3. Analyze and Delete Large Files

Sometimes, large files hidden deep down in the directory tree occupy a lot of disk space and are hard to find. Identifying and purging these large files can free up significant disk space.

To find files larger than a certain size, use the following command.

find /path/to/search -type f -size +100M -exec ls -lh {} \;

The find command combined with exec enables you to quickly locate and purge files based on specific criteria. For example, here we're searching for files of size 100MB and above.

find /path/to/search -type f -size +100M -delete

Here, we're finding all the files of size equal to or greater than 100MB for the given path /path/to/search/ and subsequently deleting them. I'll warn you to use deletion commands with utmost care to avert any accidental deletion of important data.

4. Compress and Archive Files

A lot of disk space can be saved by compressing and archiving files. Files that are large but at the same important too can be compressed if they are not used on a daily basis.

To create a tar archive:

tar -czvf archive.tar.gz /path/to/directory

Remember, if the file in question is huge, the compression process may take some time. It's best to run this command in the background if you have other important things to do in the pipeline.

tar -xzvf archive.tar.gz

To extract the previously compressed archive, use the command shown above. Make sure you're not overwriting it on the newer version of the same file. Extract it in a new location to prevent any data loss.

5. Manage Log Rotation

If not checked, system log files can quickly consume a huge amount of disk space.
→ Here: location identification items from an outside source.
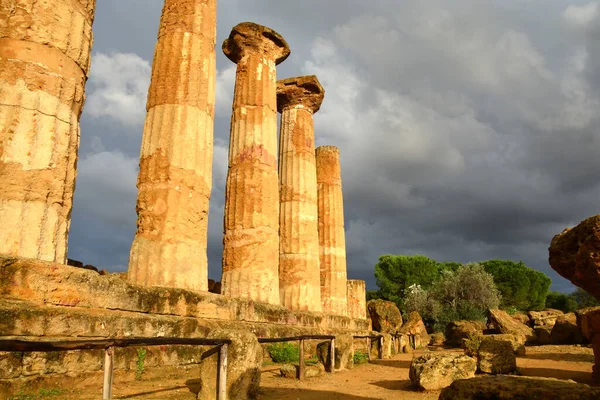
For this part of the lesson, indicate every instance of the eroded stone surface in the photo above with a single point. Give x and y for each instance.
(175, 178)
(244, 359)
(251, 242)
(517, 387)
(332, 236)
(575, 255)
(357, 299)
(299, 274)
(44, 64)
(435, 371)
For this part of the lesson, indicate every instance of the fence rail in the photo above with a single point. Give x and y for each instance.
(108, 345)
(301, 339)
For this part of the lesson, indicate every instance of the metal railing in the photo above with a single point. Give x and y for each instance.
(301, 339)
(108, 345)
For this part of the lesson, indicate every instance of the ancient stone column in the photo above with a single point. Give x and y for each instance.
(357, 299)
(251, 223)
(175, 176)
(44, 65)
(332, 237)
(299, 275)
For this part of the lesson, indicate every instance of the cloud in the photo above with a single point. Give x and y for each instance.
(118, 88)
(580, 16)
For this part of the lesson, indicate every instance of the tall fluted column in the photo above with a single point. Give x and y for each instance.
(357, 299)
(175, 176)
(251, 224)
(44, 65)
(332, 237)
(299, 277)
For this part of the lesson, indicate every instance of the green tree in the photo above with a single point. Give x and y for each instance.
(395, 274)
(584, 299)
(561, 301)
(521, 287)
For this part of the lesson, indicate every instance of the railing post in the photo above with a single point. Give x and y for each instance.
(109, 360)
(332, 356)
(301, 360)
(222, 374)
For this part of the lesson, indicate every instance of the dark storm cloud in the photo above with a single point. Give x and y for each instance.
(467, 129)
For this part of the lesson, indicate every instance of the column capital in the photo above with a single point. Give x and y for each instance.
(301, 90)
(250, 37)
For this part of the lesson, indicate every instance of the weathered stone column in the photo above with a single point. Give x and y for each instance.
(332, 237)
(299, 275)
(251, 224)
(44, 65)
(357, 299)
(175, 176)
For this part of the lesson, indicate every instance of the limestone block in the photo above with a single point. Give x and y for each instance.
(434, 371)
(502, 387)
(356, 299)
(244, 359)
(496, 357)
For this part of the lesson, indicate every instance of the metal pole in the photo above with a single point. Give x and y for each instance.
(109, 360)
(301, 361)
(222, 377)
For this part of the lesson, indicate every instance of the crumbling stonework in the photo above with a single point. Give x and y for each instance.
(44, 65)
(175, 176)
(332, 237)
(299, 275)
(357, 299)
(251, 242)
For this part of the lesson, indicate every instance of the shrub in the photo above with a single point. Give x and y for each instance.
(284, 352)
(360, 357)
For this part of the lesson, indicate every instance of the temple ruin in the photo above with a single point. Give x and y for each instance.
(299, 275)
(275, 284)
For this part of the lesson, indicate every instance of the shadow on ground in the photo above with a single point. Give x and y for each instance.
(405, 386)
(577, 376)
(306, 394)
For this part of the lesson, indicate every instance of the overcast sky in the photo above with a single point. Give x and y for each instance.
(467, 128)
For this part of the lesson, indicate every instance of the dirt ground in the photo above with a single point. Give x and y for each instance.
(380, 379)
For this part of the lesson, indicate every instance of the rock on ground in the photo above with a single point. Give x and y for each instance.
(566, 331)
(504, 323)
(385, 316)
(575, 255)
(434, 371)
(244, 359)
(518, 388)
(496, 356)
(415, 326)
(458, 330)
(344, 352)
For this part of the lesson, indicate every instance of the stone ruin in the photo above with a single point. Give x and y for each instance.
(284, 258)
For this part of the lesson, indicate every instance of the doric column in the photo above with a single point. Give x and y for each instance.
(332, 238)
(357, 299)
(251, 242)
(44, 64)
(175, 176)
(299, 277)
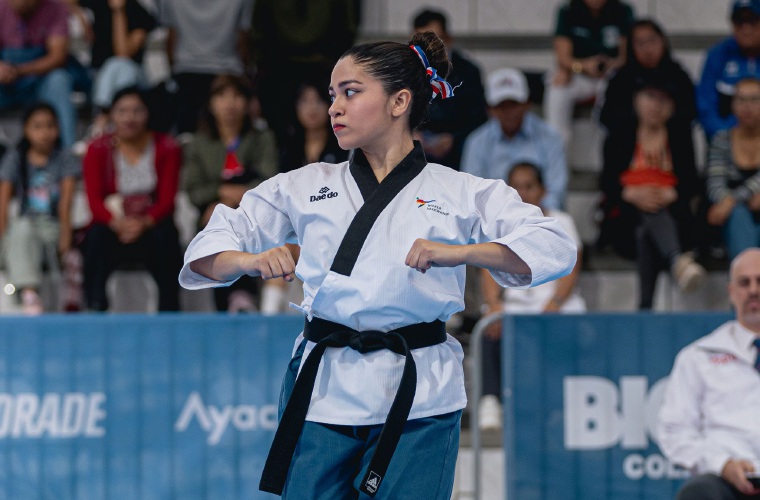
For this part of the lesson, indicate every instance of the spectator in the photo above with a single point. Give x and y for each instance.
(726, 62)
(649, 181)
(451, 120)
(42, 176)
(708, 419)
(559, 295)
(81, 37)
(589, 43)
(33, 53)
(310, 139)
(226, 158)
(131, 178)
(733, 172)
(205, 39)
(513, 135)
(648, 57)
(120, 28)
(293, 38)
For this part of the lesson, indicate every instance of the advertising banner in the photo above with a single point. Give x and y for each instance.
(581, 395)
(139, 407)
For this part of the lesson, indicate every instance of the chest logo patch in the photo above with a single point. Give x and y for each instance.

Enabling log rotation ensures that log files are compressed or deleted after reaching a certain size or age.

This whole process can be automated easily. All you need is the logrotate utility. Configuration files for logrotate are typically found in the /etc/logrotate.d/ directory.

sudo nano /etc/logrotate.d/myapplication   

/path/to/myapplication/logs/*.log { 
    size 100M
    rotate 5
    compress
    missingok
    notifempty
}

A sample configuration is shown above which can be modified as per your requirements. Here, a log is rotated if the file size exceeds 100MB. Similarly, if 5 of them exist, it is rotated and the oldest one is deleted to make room for the new log file.

The compress directive is self-explanatory. The missingok ensures you do not get an error message if a log file is missing. And, the last directive notifempty does not rotate a log file if it is empty.

6. Use Disk Quotas

If multiple users are working on your Linux system, it is advisable to enforce disk quotas on these users and groups. It'll ensure nobody uses excessive disk space without any checks.

To enable disk quotas, you must modify the /etc/fstab file:

sudo nano /etc/fstab

# Add the 'usrquota' or 'grpquota' option to the relevant disk partition:
/dev/sda1  /     ext4   defaults,usrquota  0  1

Depending on your requirements, you can provide the fstab config options in this file. To initialize disk quotas on the filesystem, use the following commands.

sudo quotacheck -cu /path/to/filesystem
sudo quotaon /path/to/filesystem

Remember, if you do not have a working knowledge of how Linux works with disks, I'll recommend skipping this part.

7. Monitor Disk Space

Disk space is a limited resource and should be consumed with care. Monitoring disk space on your Linux system is another important task one must perform on a regular basis. It helps in detecting anomalies and potential issues.

df -h

The most popular command to monitor disk space is df which is generally used with the -h switch to display the space consumed by each mounted filesystem in a human-readable format.

Conclusion

Efficiently managing disk space is essential for maintaining optimal performance and stability in a Linux environment. By regularly checking disk usage, removing unnecessary files, analyzing and deleting large files, compressing archives, managing log rotation, and utilizing disk quotas, administrators can ensure sufficient space and prevent disk-related issues.

Applying these techniques and commands will help keep your Linux system running smoothly and minimize the risk of disk space-related problems.